The overall experience of using the Xperia Z1's interface was extremely impressive, thanks largely to all the power under the hood. We did not experience any lag at all while launching apps, playing games, scrolling web pages or switching between apps.
We were able to play games like Asphalt 7 and Shadow Gun: Dead Zone on Xperia Z1 without experiencing frame drops or lags.
We were also able to play full-HD clips smoothly, and all formats including MOV and AVI were natively supported by the phone. The speaker on the phone delivers average quality sound at high volume levels but the loudness could have been better. One realises this shortcoming specially while using the speaker phone for calls.
The Xperia Z1 also supports ClearAudio+ which gives the sound more clarity while playing music.
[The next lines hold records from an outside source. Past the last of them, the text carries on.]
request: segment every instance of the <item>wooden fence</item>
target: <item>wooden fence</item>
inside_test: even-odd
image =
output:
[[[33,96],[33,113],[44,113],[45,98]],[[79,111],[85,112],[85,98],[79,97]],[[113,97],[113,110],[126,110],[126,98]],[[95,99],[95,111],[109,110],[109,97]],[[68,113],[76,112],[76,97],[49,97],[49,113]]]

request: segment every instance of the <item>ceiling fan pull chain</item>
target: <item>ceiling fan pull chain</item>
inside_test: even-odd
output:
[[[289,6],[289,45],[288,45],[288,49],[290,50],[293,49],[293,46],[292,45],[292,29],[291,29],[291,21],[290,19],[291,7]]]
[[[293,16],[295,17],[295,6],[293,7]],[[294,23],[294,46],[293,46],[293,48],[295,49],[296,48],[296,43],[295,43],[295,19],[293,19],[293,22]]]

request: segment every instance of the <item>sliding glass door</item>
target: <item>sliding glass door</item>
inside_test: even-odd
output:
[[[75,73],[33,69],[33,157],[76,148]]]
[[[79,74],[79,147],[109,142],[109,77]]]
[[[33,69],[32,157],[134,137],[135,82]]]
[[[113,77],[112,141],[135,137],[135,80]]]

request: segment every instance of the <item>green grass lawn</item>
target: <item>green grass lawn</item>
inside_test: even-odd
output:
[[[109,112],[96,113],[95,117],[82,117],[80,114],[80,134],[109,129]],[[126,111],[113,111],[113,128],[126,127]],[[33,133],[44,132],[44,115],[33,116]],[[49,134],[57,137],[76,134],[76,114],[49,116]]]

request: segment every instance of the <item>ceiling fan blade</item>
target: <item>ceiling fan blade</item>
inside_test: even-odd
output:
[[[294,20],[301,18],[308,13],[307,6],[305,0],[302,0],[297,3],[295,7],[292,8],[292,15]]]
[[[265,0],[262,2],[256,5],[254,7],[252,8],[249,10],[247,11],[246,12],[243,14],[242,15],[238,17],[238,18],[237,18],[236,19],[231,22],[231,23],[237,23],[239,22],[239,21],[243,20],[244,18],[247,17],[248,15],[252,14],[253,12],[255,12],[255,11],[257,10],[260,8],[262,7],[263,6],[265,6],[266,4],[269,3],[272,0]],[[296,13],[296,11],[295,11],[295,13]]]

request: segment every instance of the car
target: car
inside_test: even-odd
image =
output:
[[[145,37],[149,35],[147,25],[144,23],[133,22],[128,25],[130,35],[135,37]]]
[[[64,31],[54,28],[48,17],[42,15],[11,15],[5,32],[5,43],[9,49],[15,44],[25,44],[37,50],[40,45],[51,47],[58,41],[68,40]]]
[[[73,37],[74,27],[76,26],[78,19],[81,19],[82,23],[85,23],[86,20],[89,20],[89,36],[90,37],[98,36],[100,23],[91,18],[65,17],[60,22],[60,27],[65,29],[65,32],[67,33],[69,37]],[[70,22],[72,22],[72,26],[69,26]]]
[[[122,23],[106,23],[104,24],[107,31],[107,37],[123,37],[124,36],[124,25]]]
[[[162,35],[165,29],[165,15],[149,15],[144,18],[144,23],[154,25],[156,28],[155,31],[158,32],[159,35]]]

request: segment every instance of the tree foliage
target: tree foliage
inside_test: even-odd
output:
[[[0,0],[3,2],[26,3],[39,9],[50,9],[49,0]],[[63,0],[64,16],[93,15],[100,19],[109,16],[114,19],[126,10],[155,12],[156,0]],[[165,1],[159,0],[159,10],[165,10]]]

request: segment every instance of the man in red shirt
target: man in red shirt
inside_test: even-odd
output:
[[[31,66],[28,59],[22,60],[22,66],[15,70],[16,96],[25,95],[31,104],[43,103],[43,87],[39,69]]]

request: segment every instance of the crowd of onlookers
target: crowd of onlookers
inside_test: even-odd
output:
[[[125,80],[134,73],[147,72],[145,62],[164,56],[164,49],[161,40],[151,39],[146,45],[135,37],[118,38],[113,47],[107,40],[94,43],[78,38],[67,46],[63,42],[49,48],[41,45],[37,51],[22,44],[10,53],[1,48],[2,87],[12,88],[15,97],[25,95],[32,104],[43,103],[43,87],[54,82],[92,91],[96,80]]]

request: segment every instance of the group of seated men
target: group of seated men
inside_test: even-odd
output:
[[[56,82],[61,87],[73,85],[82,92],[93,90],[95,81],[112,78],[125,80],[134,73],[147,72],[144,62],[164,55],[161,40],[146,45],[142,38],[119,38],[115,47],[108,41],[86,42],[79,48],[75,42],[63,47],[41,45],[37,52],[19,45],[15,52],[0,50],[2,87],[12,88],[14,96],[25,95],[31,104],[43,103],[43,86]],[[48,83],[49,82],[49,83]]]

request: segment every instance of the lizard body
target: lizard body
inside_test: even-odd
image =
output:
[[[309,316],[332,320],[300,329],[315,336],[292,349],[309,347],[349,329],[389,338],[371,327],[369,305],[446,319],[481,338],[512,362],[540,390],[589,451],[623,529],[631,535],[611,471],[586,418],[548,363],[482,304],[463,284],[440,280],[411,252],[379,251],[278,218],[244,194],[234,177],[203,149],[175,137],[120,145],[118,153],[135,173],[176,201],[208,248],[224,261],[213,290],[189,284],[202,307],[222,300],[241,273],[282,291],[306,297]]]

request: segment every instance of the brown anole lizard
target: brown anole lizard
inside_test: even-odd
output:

The call quality was good and the Xperia Z1 was easily able to latch on to the network even in weak signal areas.
The phone comes with a giant 3000mAh battery, and in our usage, the Xperia Z1 lasted us a full working day. We charged the phone in the morning (at around 9 AM), and with medium to heavy usage - including 1-1.5 hours of phone calls, two e-mail accounts with push notifications, playing some music (both on the phone and via internet radio), Twitter notifications and WhatsApp chats - the Xperia Z1 lasted a good 11-12 hours.
It's worth pointing out that during our battery test, we had turned off Wi-Fi and auto-brightness, and the Xperia Z1 was hooked to a 3G network with the screen brightness at the highest level. Altering these settings might help in running the phone for a longer duration, depending on your usage pattern. Sony also offers a Stamina mode, which, as per the company, can improve the standby time by automatically shutting down battery-draining apps whenever the screen is off and starting them up again when the screen is back on.
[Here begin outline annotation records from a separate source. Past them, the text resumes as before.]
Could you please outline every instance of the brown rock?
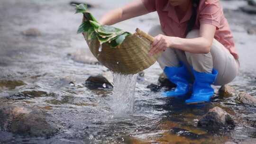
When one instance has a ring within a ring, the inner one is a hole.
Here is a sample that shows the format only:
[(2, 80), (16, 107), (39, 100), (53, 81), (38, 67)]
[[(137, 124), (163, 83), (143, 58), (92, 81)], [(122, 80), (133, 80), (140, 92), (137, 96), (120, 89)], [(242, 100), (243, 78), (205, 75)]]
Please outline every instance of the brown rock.
[(227, 142), (225, 143), (225, 144), (237, 144), (234, 142)]
[(219, 90), (220, 98), (229, 98), (233, 96), (236, 93), (236, 90), (232, 87), (225, 85), (222, 86)]
[(91, 90), (113, 88), (112, 84), (101, 75), (90, 76), (85, 81), (85, 86)]
[(236, 99), (238, 103), (256, 106), (256, 98), (245, 92), (241, 92)]
[(229, 128), (234, 126), (235, 123), (230, 115), (218, 107), (210, 109), (198, 123), (199, 126), (213, 130)]
[(245, 141), (242, 142), (239, 144), (256, 144), (256, 138), (252, 138), (246, 140)]
[(48, 137), (57, 129), (46, 120), (39, 110), (0, 104), (0, 127), (15, 134)]
[(163, 86), (166, 86), (170, 88), (176, 87), (176, 85), (168, 79), (166, 75), (163, 72), (159, 76), (158, 82)]
[(249, 35), (256, 35), (256, 29), (254, 29), (253, 28), (248, 29), (247, 30), (247, 33)]
[(21, 32), (22, 35), (27, 36), (41, 36), (40, 31), (35, 28), (30, 28)]

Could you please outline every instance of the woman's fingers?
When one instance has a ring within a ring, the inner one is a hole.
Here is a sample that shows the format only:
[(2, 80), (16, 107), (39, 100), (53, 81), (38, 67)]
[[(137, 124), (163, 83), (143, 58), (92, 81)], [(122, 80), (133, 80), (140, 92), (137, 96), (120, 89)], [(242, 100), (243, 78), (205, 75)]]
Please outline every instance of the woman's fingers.
[(152, 56), (155, 50), (156, 49), (158, 48), (158, 46), (161, 44), (161, 37), (157, 36), (155, 38), (155, 40), (152, 44), (151, 49), (149, 50), (148, 52), (148, 54), (150, 56)]

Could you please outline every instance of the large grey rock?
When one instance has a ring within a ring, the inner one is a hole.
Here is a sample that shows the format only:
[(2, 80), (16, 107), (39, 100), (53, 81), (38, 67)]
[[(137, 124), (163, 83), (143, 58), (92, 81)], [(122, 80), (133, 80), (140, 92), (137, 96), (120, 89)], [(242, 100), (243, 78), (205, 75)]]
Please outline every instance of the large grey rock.
[(234, 126), (235, 123), (230, 115), (218, 107), (210, 109), (198, 123), (198, 126), (213, 130), (229, 128)]
[(256, 138), (252, 138), (249, 139), (247, 139), (245, 140), (243, 142), (242, 142), (239, 144), (256, 144)]
[(229, 98), (233, 96), (236, 93), (236, 90), (232, 87), (225, 85), (222, 86), (219, 90), (221, 98)]
[(102, 75), (90, 76), (85, 81), (85, 86), (92, 90), (113, 88), (112, 84)]
[(236, 102), (238, 103), (256, 106), (256, 98), (246, 92), (240, 93), (236, 98)]
[(0, 103), (0, 127), (24, 136), (49, 137), (57, 131), (39, 110)]

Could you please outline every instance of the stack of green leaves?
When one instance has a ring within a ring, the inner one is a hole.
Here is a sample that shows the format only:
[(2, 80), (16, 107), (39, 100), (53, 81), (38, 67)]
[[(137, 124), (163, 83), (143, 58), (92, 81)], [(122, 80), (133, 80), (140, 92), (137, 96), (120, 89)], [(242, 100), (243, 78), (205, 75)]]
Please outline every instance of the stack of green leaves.
[(107, 43), (111, 47), (116, 47), (122, 44), (126, 36), (131, 35), (121, 29), (99, 24), (92, 15), (87, 11), (86, 4), (75, 6), (76, 13), (82, 13), (86, 18), (79, 27), (77, 33), (86, 33), (88, 40), (97, 38), (101, 45)]

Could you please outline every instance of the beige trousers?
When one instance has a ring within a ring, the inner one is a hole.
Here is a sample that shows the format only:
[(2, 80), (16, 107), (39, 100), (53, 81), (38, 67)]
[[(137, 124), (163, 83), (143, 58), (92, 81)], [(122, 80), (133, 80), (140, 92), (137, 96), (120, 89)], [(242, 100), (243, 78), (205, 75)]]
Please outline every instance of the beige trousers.
[[(155, 36), (159, 34), (165, 35), (160, 25), (152, 27), (149, 34)], [(193, 30), (189, 33), (186, 38), (199, 36), (199, 31)], [(165, 66), (178, 66), (181, 61), (193, 75), (191, 66), (200, 72), (211, 73), (212, 69), (217, 70), (219, 74), (215, 85), (223, 85), (232, 81), (238, 72), (239, 62), (236, 60), (224, 45), (216, 39), (213, 40), (210, 53), (193, 54), (170, 48), (164, 52), (157, 60), (162, 69)]]

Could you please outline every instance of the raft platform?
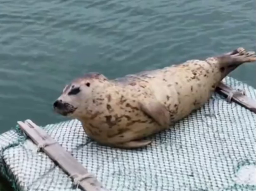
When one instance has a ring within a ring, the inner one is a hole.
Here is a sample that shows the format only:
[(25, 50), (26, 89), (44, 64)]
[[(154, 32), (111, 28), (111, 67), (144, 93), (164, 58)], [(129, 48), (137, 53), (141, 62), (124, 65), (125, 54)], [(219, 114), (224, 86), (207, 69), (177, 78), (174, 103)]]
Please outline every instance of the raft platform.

The Xperia Z1 comes with NFC, which can be used to beam files to other NFC-enabled Android phones via Android Beam, and receive information from NFC tags. It also offers FM radio, something missing from most of the competition in this price segment.
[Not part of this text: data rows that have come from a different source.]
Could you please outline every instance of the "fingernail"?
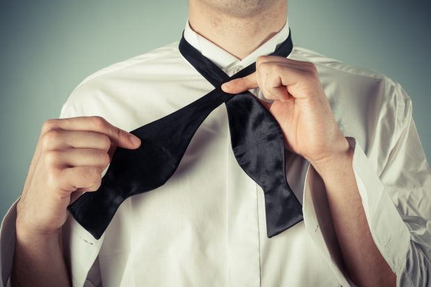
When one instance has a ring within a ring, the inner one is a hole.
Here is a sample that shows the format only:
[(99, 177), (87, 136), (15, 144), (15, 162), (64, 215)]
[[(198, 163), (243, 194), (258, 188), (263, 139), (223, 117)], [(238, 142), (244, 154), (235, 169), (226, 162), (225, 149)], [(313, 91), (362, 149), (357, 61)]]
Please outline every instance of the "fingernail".
[(129, 138), (130, 139), (130, 142), (133, 145), (140, 145), (140, 139), (136, 136), (131, 135)]

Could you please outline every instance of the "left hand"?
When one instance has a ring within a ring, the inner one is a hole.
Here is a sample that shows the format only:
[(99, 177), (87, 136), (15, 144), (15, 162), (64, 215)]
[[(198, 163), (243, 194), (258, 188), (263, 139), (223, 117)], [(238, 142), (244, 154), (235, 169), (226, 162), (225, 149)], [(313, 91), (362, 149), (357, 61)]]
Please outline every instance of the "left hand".
[(258, 87), (266, 99), (275, 101), (270, 104), (259, 99), (278, 122), (290, 150), (313, 165), (348, 150), (313, 63), (260, 56), (256, 72), (227, 82), (222, 89), (237, 94)]

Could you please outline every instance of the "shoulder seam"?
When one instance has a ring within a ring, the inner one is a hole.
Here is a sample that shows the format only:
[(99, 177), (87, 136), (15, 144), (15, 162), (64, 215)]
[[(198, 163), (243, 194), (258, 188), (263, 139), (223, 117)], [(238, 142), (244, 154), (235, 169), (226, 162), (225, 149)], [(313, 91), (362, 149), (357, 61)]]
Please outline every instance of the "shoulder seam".
[[(306, 48), (301, 48), (301, 47), (298, 47), (298, 49), (306, 49)], [(336, 71), (340, 71), (340, 72), (344, 72), (345, 73), (348, 73), (352, 75), (357, 75), (357, 76), (366, 76), (366, 77), (369, 77), (369, 78), (373, 78), (373, 79), (382, 79), (384, 81), (387, 81), (388, 82), (389, 82), (389, 83), (396, 85), (396, 83), (392, 80), (391, 78), (389, 78), (389, 76), (386, 76), (385, 74), (380, 73), (379, 72), (375, 72), (375, 71), (373, 71), (371, 69), (368, 69), (365, 67), (357, 67), (352, 65), (350, 65), (350, 64), (346, 64), (344, 62), (342, 62), (339, 60), (336, 60), (330, 57), (327, 57), (325, 55), (323, 55), (319, 53), (316, 53), (316, 54), (311, 54), (310, 53), (307, 53), (307, 51), (300, 51), (300, 50), (296, 50), (295, 51), (297, 53), (302, 55), (302, 56), (320, 56), (320, 57), (323, 57), (323, 58), (327, 58), (329, 60), (332, 60), (332, 63), (336, 63), (336, 64), (339, 64), (341, 65), (342, 65), (343, 67), (334, 67), (331, 63), (316, 63), (318, 65), (320, 65), (320, 66), (324, 66), (324, 67), (327, 67), (328, 68), (336, 70)], [(361, 71), (350, 71), (348, 69), (349, 67), (356, 67), (358, 69), (360, 70), (364, 70), (364, 72), (361, 72)]]

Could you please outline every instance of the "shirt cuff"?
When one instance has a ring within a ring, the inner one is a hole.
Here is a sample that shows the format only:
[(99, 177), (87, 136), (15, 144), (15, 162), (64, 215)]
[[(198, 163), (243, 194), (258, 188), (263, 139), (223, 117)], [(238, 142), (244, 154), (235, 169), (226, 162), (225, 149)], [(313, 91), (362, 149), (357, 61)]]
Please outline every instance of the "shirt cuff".
[(409, 250), (409, 229), (359, 145), (354, 138), (346, 138), (354, 149), (353, 171), (373, 239), (398, 276)]
[(4, 286), (10, 286), (10, 275), (16, 244), (15, 222), (18, 199), (10, 206), (0, 226), (0, 270), (1, 270), (1, 283)]

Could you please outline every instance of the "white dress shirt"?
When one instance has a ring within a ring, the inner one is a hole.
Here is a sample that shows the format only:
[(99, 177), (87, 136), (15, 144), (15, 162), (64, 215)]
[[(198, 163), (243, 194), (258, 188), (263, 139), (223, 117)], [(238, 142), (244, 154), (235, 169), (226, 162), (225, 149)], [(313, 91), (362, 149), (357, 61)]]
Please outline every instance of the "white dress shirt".
[[(288, 26), (243, 60), (195, 33), (186, 40), (231, 75), (273, 51)], [(293, 39), (293, 42), (295, 39)], [(213, 89), (181, 56), (178, 41), (112, 65), (72, 92), (60, 117), (100, 115), (133, 130)], [(373, 238), (398, 286), (431, 281), (431, 173), (410, 99), (384, 75), (295, 47), (288, 57), (314, 63), (341, 129)], [(251, 90), (263, 99), (259, 89)], [(304, 220), (268, 238), (262, 189), (233, 154), (225, 105), (197, 129), (161, 187), (128, 198), (99, 240), (70, 216), (63, 227), (74, 286), (343, 286), (351, 284), (325, 186), (299, 156), (286, 177)], [(2, 282), (10, 277), (16, 206), (1, 230)]]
The Sony Xperia Z1 is one of the best Android smartphones available at this point. It's a great package combining industrial design, top-end hardware, an excellent camera, multimedia services and personalisation capabilities.
At a price of Rs. 44,990 you can get this top of the line smartphone which is an all-rounder if you're ready to ignore the only minor flaw of this smartphone, its mediocre display. For some, this attribute matters the most and if you're one among those, you should look for another option.
The LG G2 and the Samsung Galaxy Note 3 are two other latest generation smartphones that you could consider. You'll have to wait for our detailed review of these devices to get a definitive verdict. If you don't mind relatively older hardware, you can also choose from the HTC One and the Samsung Galaxy S4, two phones roughly at par with each other.